27 Mayıs 1960 darbesinden sonra Pakistan, Ankara'da "Adnan Menderes'i, Fatin Rüştü Zorlu'yu, Hasan Polatkan'ı sakın asmayın, bize gönderin" diye girişimde bulunmuştu.
Pakistan'da 1977 darbesinden sonra girişimde bulunma sırası Türkiye'ye gelmişti: "Zülfikar Ali Butto'yu sakın asmayın, bize gönderin..."
İki girişim de sonuçsuz kaldı. Ve 12 Eylül 1980 darbesinden sonra Kenan Evren ile Ziya Ül-Hak neredeyse kader arkadaşı oldular. (Kulakları çınlasın; Süleyman Demirel bu birlikteliği "Kartal kartalla uçar, karga kargayla..." diye yorumlamıştı.)

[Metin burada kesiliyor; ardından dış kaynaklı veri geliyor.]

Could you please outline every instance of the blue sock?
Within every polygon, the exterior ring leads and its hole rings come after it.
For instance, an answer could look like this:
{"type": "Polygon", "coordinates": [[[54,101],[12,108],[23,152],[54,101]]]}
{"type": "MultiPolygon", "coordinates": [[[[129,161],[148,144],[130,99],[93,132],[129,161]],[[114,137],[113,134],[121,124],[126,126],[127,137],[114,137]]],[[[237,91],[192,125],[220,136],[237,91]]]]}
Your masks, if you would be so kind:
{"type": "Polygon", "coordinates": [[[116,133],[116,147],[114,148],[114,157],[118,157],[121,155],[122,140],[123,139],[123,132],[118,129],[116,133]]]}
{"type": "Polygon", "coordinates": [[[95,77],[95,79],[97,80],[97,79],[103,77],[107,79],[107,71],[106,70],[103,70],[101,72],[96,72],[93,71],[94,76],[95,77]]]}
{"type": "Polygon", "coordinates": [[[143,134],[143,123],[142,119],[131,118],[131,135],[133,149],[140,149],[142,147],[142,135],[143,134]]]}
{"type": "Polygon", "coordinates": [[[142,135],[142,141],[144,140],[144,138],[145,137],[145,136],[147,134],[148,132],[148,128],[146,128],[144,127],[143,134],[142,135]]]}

Daha sonra Türkiye bir postmodern darbe yaşadı, bir de e-muhtıra. Pakistan ise Pervez Müşerref darbesini.
Ne zaman darbelerden söz açılsa, Butto ailesinin ve de Pakistan'ın ikinci demokrasi şehidi Benazir Butto gelir aklıma. Ve onun muhteşem sözü: "Demokrasi en iyi rövanştır..."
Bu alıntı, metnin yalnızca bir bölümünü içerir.